前述したように、人種差別は米国、対アジア人に限らず、世界中で頻発している問題だ。欧州ではアジア人や黒人差別だけではなく、出稼ぎ労働者の多いポーランド人を標的にした白人間の差別も珍しくない。反イスラム主義、反ユダヤ主義など、宗教に根差す人種差別も存在する。

欧米で暮らすアジア人は、多少なりとも他の人種との「壁」や「摩擦」を感じた経験があるのではないだろうか。筆者自身、約30年の欧州生活の中で、アジア人としてさまざまな人種から差別発言を受けた経験がある。コロナ感染拡大初期には、街中ですれ違ったイスラム系の女性に中国人と勘違いされ、「近寄るな、チャイニーズコロナ」と露骨に避けられた。また、人種差別している本人が自覚していない「無意識の人種差別」が存在することも、身をもって知っている。
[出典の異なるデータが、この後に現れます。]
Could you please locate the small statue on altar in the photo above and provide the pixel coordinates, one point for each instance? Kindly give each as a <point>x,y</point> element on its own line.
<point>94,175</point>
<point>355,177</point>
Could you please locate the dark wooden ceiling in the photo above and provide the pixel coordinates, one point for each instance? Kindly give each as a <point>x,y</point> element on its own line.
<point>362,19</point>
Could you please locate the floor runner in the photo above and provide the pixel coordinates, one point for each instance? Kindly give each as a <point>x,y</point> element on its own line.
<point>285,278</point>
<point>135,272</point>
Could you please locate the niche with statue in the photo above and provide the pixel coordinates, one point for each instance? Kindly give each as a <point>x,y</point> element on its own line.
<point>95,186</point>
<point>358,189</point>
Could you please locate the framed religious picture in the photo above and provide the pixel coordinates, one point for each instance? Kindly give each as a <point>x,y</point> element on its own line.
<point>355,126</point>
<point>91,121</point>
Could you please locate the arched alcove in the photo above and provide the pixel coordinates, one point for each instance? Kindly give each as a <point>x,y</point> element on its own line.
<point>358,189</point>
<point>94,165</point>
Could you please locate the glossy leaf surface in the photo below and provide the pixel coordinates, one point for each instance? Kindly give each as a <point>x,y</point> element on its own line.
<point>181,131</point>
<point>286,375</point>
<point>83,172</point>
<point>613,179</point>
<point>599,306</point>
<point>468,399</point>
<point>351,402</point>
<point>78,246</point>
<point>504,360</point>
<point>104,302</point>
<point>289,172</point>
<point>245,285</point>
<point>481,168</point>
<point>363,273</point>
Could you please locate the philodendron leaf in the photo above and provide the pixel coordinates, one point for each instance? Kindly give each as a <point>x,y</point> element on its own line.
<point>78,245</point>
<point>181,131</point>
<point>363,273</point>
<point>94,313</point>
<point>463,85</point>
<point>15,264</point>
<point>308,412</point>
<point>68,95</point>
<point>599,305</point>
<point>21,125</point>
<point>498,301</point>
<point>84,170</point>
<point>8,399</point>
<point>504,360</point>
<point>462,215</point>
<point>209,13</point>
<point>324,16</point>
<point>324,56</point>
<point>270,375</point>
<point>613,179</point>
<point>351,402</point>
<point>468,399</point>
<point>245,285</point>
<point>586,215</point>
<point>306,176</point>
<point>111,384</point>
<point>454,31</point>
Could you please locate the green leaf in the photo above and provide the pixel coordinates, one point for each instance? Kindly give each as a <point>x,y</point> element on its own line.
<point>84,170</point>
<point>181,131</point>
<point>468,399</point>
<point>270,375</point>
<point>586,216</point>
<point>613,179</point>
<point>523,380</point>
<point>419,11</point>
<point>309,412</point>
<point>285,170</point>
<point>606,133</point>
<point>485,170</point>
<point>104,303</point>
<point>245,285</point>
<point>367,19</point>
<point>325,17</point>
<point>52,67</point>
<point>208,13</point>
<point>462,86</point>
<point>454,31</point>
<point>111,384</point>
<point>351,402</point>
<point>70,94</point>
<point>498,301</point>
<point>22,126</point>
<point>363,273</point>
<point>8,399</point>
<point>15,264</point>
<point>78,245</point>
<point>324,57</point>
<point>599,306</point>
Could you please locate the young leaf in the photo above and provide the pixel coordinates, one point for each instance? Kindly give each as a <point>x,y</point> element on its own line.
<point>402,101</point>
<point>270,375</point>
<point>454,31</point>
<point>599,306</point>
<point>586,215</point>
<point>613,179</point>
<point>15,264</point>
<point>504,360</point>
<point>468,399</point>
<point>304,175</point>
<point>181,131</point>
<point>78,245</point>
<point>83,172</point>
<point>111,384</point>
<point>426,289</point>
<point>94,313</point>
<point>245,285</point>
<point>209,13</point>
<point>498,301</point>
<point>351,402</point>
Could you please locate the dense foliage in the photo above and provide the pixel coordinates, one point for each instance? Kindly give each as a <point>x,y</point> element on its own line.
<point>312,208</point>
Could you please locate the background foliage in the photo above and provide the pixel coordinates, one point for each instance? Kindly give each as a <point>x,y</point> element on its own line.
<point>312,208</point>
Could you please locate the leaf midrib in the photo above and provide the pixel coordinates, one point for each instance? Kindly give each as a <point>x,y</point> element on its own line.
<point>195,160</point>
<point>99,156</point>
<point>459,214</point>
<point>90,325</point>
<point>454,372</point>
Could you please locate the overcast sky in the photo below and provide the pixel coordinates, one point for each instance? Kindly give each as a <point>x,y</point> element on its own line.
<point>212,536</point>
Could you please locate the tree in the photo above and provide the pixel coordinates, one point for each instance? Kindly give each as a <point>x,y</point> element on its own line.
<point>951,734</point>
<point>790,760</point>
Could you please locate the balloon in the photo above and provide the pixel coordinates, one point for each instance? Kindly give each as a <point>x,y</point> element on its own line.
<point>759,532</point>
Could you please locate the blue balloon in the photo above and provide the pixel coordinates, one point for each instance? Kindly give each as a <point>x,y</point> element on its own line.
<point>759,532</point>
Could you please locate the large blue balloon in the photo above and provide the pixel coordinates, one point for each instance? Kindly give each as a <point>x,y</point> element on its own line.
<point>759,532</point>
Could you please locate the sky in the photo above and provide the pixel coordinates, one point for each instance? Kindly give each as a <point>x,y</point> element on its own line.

世界は人種に限らず、所得や性別、学歴、職業、出身地など、さまざまな「差別」で埋め尽くされている。人間は自分と異なる存在に、本能的に警戒心を抱く。人種差別を違法化するなど法の力で上から押さえつけるだけでは、差別を表面上鎮めることはできたとしても、根絶やしにすることは難しいだろう。人種差別問題の根本に取り組むためには、一人ひとりが自分とは異なる存在を理解し、尊重しようとする努力が不可欠だ。そして、そのための土台をどのように築きて行くのかは、社会が直面している重要課題の一つである。